Architecture doesn't turn people into criminals hno: 
In Eastern Block countries and many parts of Asia (including Japan) different forms of modernist multi housing were something very common (much more then in the USA or even WE) and there weren't any social problems.


----------



## ♣628.finst (Jul 29, 2005)

Iluminat said:


> Architecture doesn't turn people into criminals hno:
> In Eastern Block countries and many parts of Asia (including Japan) different forms of modernist multi housing were something very common (much more then in the USA or even WE) and there weren't any social problems.


I strongly agree with you. For example, there are very upscale modernist blocks in the most prestigious neighbourhoods in Hongkong, such as the Peak/Repulse Bay/Stanley. Today, we have the banner of Hongkong on SSC at the top of the page, the mountain on the left side has numerous modernist blocks which has apartment flats cost more than US $ 2,000,000 each. Living in those modernist blocks built between 1950 to 1990 is reported to besecure and comfortable, with all the upscale urban amenities highly available, and the crime rate is lower than average in the city.

However, Smith et al are correct about the social problems commonly found amongst modernist architecture in Western Europe/North America, and the lower/middle (excluding upper middle) income neighbourhoods in Asian cities.

What causes the difference between the Asian success on Modernist architecture and the social problems commonly found in modernist public housing in European/American societies before 1995? 

There are some partially successful gentrification in modernist neighbourhoods in New York City since 1995, although not quite up to Asian standards.


----------



## ♣628.finst (Jul 29, 2005)

Some historical background of Modernist skyscraper design:

Architects who worked in the Modernist style wanted to break with architectural tradition and design simple, unornamented buildings. The most commonly used materials are glass for the facade, steel for exterior support, and concrete for the floors and interior supports; floor plans were functional and logical. The style became most evident in the design of skyscrapers. Perhaps its most famous manifestations include the United Nations headquarters (Le Corbusier, Oscar Niemeyer, Sir Howard Robertson), the Seagram Building and the Toronto-Dominion Centre (Ludwig Mies van der Rohe), and Lever House (Skidmore, Owings, and Merrill). A prominent residential example is the Lovell House (Richard Neutra) in Los Angeles.

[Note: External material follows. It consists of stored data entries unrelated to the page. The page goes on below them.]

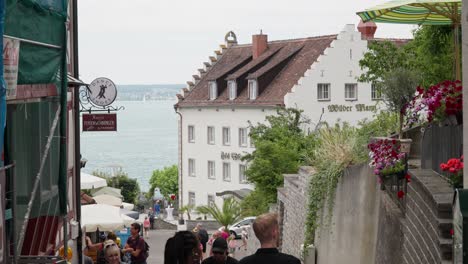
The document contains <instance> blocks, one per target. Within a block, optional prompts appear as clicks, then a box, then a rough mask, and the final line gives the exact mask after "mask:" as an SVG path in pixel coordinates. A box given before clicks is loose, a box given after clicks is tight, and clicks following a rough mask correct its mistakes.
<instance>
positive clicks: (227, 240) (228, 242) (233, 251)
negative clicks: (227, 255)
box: [227, 234, 237, 257]
mask: <svg viewBox="0 0 468 264" xmlns="http://www.w3.org/2000/svg"><path fill="white" fill-rule="evenodd" d="M227 241H228V247H229V256H231V257H233V256H234V253H235V252H236V247H237V243H236V236H235V235H234V234H231V235H230V236H229V237H228V239H227Z"/></svg>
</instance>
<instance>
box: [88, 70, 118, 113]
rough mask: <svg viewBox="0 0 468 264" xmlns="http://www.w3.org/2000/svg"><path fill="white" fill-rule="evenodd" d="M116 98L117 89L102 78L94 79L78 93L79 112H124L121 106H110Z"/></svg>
mask: <svg viewBox="0 0 468 264" xmlns="http://www.w3.org/2000/svg"><path fill="white" fill-rule="evenodd" d="M116 98H117V87H116V86H115V84H114V83H113V82H112V81H111V80H109V79H107V78H104V77H100V78H97V79H95V80H94V81H93V82H91V83H90V84H89V85H86V86H85V87H82V88H81V89H80V93H79V99H80V112H82V113H83V112H88V113H90V114H91V113H92V112H107V113H110V112H115V111H119V110H124V109H125V107H123V106H118V107H115V106H112V105H111V104H112V103H113V102H114V101H115V99H116Z"/></svg>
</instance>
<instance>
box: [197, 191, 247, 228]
mask: <svg viewBox="0 0 468 264" xmlns="http://www.w3.org/2000/svg"><path fill="white" fill-rule="evenodd" d="M197 211H198V212H199V213H201V214H205V215H210V216H211V217H213V218H214V219H215V220H216V221H218V223H220V224H221V225H223V226H225V227H228V226H229V225H232V224H234V223H235V222H236V221H238V220H239V219H240V218H241V207H240V205H239V203H238V202H237V201H236V200H235V199H234V198H232V197H229V198H226V199H224V202H223V207H222V208H221V209H220V208H219V207H218V206H217V205H216V204H211V205H208V206H206V205H204V206H199V207H197Z"/></svg>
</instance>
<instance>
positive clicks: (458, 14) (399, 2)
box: [357, 0, 462, 80]
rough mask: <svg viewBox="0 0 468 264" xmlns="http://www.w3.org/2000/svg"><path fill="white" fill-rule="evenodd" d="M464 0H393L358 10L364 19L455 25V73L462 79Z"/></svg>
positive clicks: (385, 20)
mask: <svg viewBox="0 0 468 264" xmlns="http://www.w3.org/2000/svg"><path fill="white" fill-rule="evenodd" d="M461 6H462V0H393V1H390V2H387V3H384V4H380V5H377V6H375V7H372V8H369V9H366V10H365V11H362V12H357V15H358V16H360V17H361V19H362V21H364V22H367V21H370V20H372V21H374V22H382V23H396V24H417V25H453V28H454V41H455V42H454V43H455V45H454V47H455V75H456V78H457V79H458V80H460V52H459V43H458V39H459V27H460V21H461Z"/></svg>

Detractors of the International style claim that its stark, uncompromisingly rectangular geometry is dehumanising. Le Corbusier once described buildings as "machines for living", "but people are not machines, they do not want to live in machines."


----------



## dark_shadow1 (May 24, 2009)

Modernist structures look extremely bad and were made for nothing but their function, without any design at all. Instead of being warm and pleasant places to live or work in they became boring and brutal structures.
This style is very common in Israel which is filled with these of houses:








Which were built in the 50s and in the 60s in order to give houses to hundreds of thousands of refugees who lived in poor tent cities.
Today, they are just ugly structures and are populated mainly by poor populations due to their small apartments and density.
Another problem is that modernist structures were built instead of older designed structures which were mainly low-rise buildings and were demolished. A good example is Shalom tower in Tel-Aviv which was built in the 1960's instead of an older structure:
Old structure:








New structure:


----------



## ♣628.finst (Jul 29, 2005)

Modernism is focused on the pursuit of an ideal perfection, harmony of form and function, while Postmodernism destructs the harmony of form and functions. 

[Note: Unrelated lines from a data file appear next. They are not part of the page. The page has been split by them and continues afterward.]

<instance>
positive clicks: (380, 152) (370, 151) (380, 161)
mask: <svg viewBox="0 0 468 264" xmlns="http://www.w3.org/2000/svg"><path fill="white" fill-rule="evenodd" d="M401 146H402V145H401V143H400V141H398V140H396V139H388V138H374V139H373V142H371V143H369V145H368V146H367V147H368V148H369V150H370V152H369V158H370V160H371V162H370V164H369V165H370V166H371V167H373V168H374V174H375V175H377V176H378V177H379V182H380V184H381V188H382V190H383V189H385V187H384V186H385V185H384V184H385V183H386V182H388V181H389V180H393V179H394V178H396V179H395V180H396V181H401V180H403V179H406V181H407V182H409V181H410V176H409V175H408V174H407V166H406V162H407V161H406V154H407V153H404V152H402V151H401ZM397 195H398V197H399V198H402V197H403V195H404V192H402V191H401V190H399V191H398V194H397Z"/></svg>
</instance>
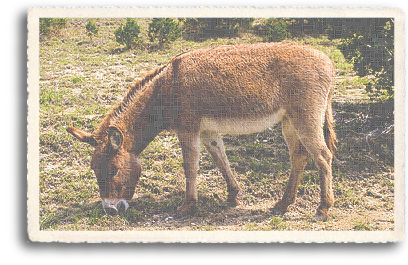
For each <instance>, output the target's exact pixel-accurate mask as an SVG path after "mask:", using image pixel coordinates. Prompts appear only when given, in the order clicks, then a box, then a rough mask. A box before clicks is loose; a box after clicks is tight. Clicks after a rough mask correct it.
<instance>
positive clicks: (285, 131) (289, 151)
mask: <svg viewBox="0 0 408 265" xmlns="http://www.w3.org/2000/svg"><path fill="white" fill-rule="evenodd" d="M282 133H283V136H284V137H285V141H286V144H287V146H288V149H289V154H290V162H291V170H290V176H289V183H288V184H287V186H286V190H285V193H284V194H283V197H282V199H281V200H280V201H279V202H278V203H276V205H275V206H274V208H273V209H272V212H273V213H275V214H284V213H285V212H286V210H287V207H288V206H289V205H290V204H292V203H294V202H295V198H296V193H297V189H298V185H299V181H300V178H301V176H302V173H303V170H304V168H305V166H306V163H307V157H308V153H307V151H306V149H305V148H304V147H303V145H302V143H301V142H300V140H299V137H298V135H297V132H296V131H295V128H294V127H293V125H292V123H291V121H290V120H289V118H288V117H286V116H285V117H284V118H283V120H282Z"/></svg>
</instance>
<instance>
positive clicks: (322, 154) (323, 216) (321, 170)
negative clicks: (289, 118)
mask: <svg viewBox="0 0 408 265" xmlns="http://www.w3.org/2000/svg"><path fill="white" fill-rule="evenodd" d="M303 117H304V118H303V119H296V120H294V119H292V120H291V121H292V124H293V125H294V127H295V130H296V132H297V134H298V136H299V139H300V142H301V143H302V144H303V146H304V147H305V148H306V150H307V151H308V152H309V154H310V155H311V156H312V158H313V161H314V163H315V164H316V167H317V169H318V170H319V180H320V206H319V208H318V209H317V211H316V215H315V218H318V219H321V220H326V219H327V217H328V215H327V213H328V210H329V208H330V207H331V206H333V205H334V194H333V188H332V159H333V154H332V153H331V152H330V150H329V148H328V147H327V145H326V142H325V139H324V134H323V124H322V123H323V120H322V119H320V118H314V117H313V116H312V115H310V116H307V115H304V116H303Z"/></svg>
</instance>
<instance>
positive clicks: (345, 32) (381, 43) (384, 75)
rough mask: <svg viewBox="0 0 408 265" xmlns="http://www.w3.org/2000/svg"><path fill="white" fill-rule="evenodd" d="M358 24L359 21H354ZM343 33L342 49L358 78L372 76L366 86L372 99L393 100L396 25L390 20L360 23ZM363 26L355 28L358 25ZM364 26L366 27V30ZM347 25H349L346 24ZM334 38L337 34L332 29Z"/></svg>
mask: <svg viewBox="0 0 408 265" xmlns="http://www.w3.org/2000/svg"><path fill="white" fill-rule="evenodd" d="M351 22H356V21H351ZM358 22H359V23H350V25H349V26H348V27H345V28H344V29H343V34H340V35H342V36H343V37H344V38H342V40H341V43H340V45H339V48H340V50H341V52H342V53H343V55H344V57H345V58H346V59H347V60H349V61H351V62H352V63H353V67H354V70H355V71H356V73H357V74H358V75H359V76H370V82H369V83H368V85H367V86H366V90H367V92H369V94H370V95H371V96H374V97H380V98H382V99H386V100H387V99H392V98H393V96H394V22H393V21H392V20H391V19H387V18H375V19H366V20H361V19H360V20H359V21H358ZM356 24H357V25H360V27H356V26H355V25H356ZM361 24H363V25H365V26H364V27H362V26H361ZM346 25H347V23H346ZM331 30H332V32H333V33H332V35H331V37H333V36H338V31H336V30H335V29H334V28H333V27H332V28H331Z"/></svg>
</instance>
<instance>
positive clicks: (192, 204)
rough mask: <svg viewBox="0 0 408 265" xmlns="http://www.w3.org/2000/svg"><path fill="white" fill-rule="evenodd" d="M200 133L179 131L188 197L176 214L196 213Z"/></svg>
mask: <svg viewBox="0 0 408 265" xmlns="http://www.w3.org/2000/svg"><path fill="white" fill-rule="evenodd" d="M199 135H200V134H199V133H198V132H197V133H196V132H182V133H180V132H179V133H178V138H179V141H180V145H181V150H182V153H183V167H184V173H185V175H186V197H185V199H184V202H183V204H182V205H181V206H180V207H179V208H178V209H177V214H176V216H178V217H180V216H186V215H191V214H194V212H195V209H196V203H197V185H196V178H197V170H198V162H199V155H200V136H199Z"/></svg>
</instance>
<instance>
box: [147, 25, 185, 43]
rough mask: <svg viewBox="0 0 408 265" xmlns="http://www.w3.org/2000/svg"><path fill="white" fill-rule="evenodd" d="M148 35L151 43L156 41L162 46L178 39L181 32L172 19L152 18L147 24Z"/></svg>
mask: <svg viewBox="0 0 408 265" xmlns="http://www.w3.org/2000/svg"><path fill="white" fill-rule="evenodd" d="M148 35H149V38H150V41H151V42H154V41H155V40H156V39H157V40H158V41H159V44H160V46H162V45H163V44H165V43H169V42H172V41H175V40H176V39H178V38H180V36H181V30H180V28H179V26H178V23H177V22H175V21H174V20H173V19H172V18H153V20H152V22H150V23H149V29H148Z"/></svg>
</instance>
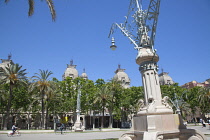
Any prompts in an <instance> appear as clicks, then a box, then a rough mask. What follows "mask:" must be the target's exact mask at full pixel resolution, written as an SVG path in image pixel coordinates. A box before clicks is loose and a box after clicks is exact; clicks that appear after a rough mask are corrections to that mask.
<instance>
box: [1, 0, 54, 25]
mask: <svg viewBox="0 0 210 140" xmlns="http://www.w3.org/2000/svg"><path fill="white" fill-rule="evenodd" d="M9 1H10V0H5V3H8V2H9ZM42 1H43V0H42ZM45 1H46V3H47V5H48V7H49V9H50V12H51V16H52V20H53V21H55V19H56V12H55V8H54V7H55V6H54V4H53V0H45ZM28 5H29V9H28V16H32V15H33V14H34V5H35V2H34V0H28Z"/></svg>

"Form follows Function" is one of the fundamental philosophy of modernism.

In skyscraper design, there are numerous examples of modernist skyscrapers in United States. An example is IBM Building in Chicago.










Sears Tower in Chicago.










Chicago Skyline with numerous modernist skyscrapers:


----------



## ♣628.finst (Jul 29, 2005)

Modernist commercial skyscrapers are designed to create office spaces to meet the demand of clients. 

The primary purpose of an office building is to provide a workplace and working environment primarily for administrative and managerial workers. These workers usually occupy set areas within the office building, and usually are provided with desks, PCs and other equipment they may need within these areas. 

The workplace should be clean and orderly, thus modernist commercial skyscrapers often sought to create an orderly environment in order to fulfil the requirements of an office space. Usually, "Boxy" blocks are preferred due to their functional appearance as well as its actual capacity.


----------